Turcotte David A, Woskie Susan, Gore Rebecca, Chaves Emily, Adejumo Kelechi L, You Kim-Judy
Economics Department and Center for Community Research and Engagement, University of Massachusetts Lowell, Mahoney Hall Suite 212, 870 Broadway St., Lowell, MA, 01854, USA.
Public Health Department, University Massachusetts Lowell, One University Avenue, Lowell, MA, 01854, USA.
Asthma Res Pract. 2020 Nov 2;6(1):13. doi: 10.1186/s40733-020-00066-6.
Research has documented that housing conditions can negatively impact the health of residents. Asthma has many known indoor environmental triggers including dust, pests, smoke and mold, as evidenced by the 25 million people in the U.S. population who have asthma. The paper describes a follow-up study involving elder adults with asthma who participated in a multifaceted home educational and environmental intervention shown to produce significant health benefits. On average the time between the end of the prior intervention study and the follow-up was 2.3 years. The objective of this study was to evaluate whether improvements in environmental conditions and health outcomes resulting from the original Older Adult Study (OAS, multifaceted educational and environmental interventions) would be maintained or decline over time for these low income seniors with asthma.
Health assessment included data on respiratory health outcomes included the Saint George's Respiratory Questionnaire (SGRQ) and Asthma Control Test from the original Older Adult Study (OAS) and this follow-up Older Adult Study (OAFS) along with health care utilization data. Environmental assessments included evaluation of asthma trigger activities (ATAs) and exposures before and after the original healthy homes intervention (questionnaire, home survey) and at this follow-up. Assessments were conducted in English, Khmer and Spanish.

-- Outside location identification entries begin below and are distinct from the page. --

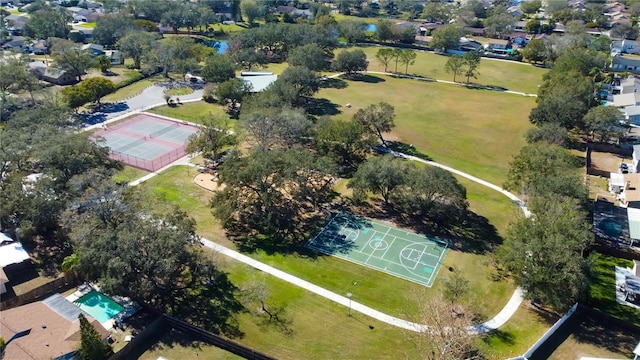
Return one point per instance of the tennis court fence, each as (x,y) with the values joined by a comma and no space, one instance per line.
(150,165)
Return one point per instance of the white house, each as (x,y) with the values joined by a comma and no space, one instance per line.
(258,80)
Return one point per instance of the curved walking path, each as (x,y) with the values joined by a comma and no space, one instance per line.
(497,321)
(453,83)
(156,93)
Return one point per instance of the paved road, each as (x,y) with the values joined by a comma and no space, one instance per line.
(497,321)
(151,97)
(154,96)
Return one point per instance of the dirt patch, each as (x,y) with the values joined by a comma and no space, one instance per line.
(208,181)
(608,161)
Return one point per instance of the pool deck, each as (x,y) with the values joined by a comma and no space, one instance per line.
(130,307)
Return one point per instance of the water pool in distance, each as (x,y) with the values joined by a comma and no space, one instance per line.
(99,306)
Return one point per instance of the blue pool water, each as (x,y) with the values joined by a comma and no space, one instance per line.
(99,306)
(611,229)
(221,46)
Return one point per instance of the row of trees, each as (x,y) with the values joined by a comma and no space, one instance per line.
(546,252)
(466,65)
(405,57)
(79,220)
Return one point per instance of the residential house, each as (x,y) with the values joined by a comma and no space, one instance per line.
(515,11)
(94,49)
(613,7)
(467,44)
(51,74)
(79,11)
(86,32)
(115,56)
(519,26)
(632,114)
(12,256)
(625,46)
(621,63)
(47,329)
(498,46)
(519,38)
(39,47)
(15,44)
(258,80)
(577,5)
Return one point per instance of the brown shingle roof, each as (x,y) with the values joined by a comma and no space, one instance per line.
(50,336)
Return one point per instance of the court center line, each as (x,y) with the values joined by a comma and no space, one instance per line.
(375,249)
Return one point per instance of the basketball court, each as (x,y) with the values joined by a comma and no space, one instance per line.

At assessment in the Older Adult Follow-up Study (OAFS), the older adults maintained some of the health improvements gained during the OAS when compared to the OAS pre-intervention baseline. However, health outcomes declined from the OAS final assessment to the OAFS (only the SGRQ Impact scores were significantly different).
These findings suggest that further study with a larger population is needed to determine if the significant health outcome improvements from multifaceted home educational and environmental interventions (OAS) could be more strongly maintained by providing additional follow-up "booster" interventions to this older adult population with asthma.
研究表明,居住条件会对居民健康产生负面影响。哮喘有许多已知的室内环境触发因素,包括灰尘、害虫、烟雾和霉菌,美国有2500万人患有哮喘就是明证。本文描述了一项针对患有哮喘的老年人的随访研究,这些老年人参与了一项多方面的家庭健康教育和环境干预,已证明该干预对健康有显著益处。在前一项干预研究结束至随访之间的平均时间为2.3年。本研究的目的是评估,对于这些患有哮喘的低收入老年人,最初的老年人研究(OAS,多方面教育和环境干预)所带来的环境条件改善和健康结果,随着时间推移是会保持还是会下降。
健康评估包括呼吸健康结果数据,其中有来自最初的老年人研究(OAS)和本次随访的老年人研究(OAFS)的圣乔治呼吸问卷(SGRQ)和哮喘控制测试,以及医疗保健利用数据。环境评估包括对哮喘触发活动(ATA)的评估,以及在最初的健康家庭干预之前和之后(通过问卷调查、家庭调查)以及本次随访时的暴露情况评估。评估以英语、高棉语和西班牙语进行。
在老年人随访研究(OAFS)的评估中,与OAS干预前基线相比,老年人保持了在OAS期间获得的一些健康改善。然而,健康结果从OAS最终评估到OAFS有所下降(只有SGRQ影响分数有显著差异)。
这些发现表明,需要对更多人群进行进一步研究,以确定通过对这群患有哮喘的老年人提供额外的随访“强化”干预,多方面的家庭健康教育和环境干预(OAS)所带来的显著健康结果改善是否能得到更有力的维持。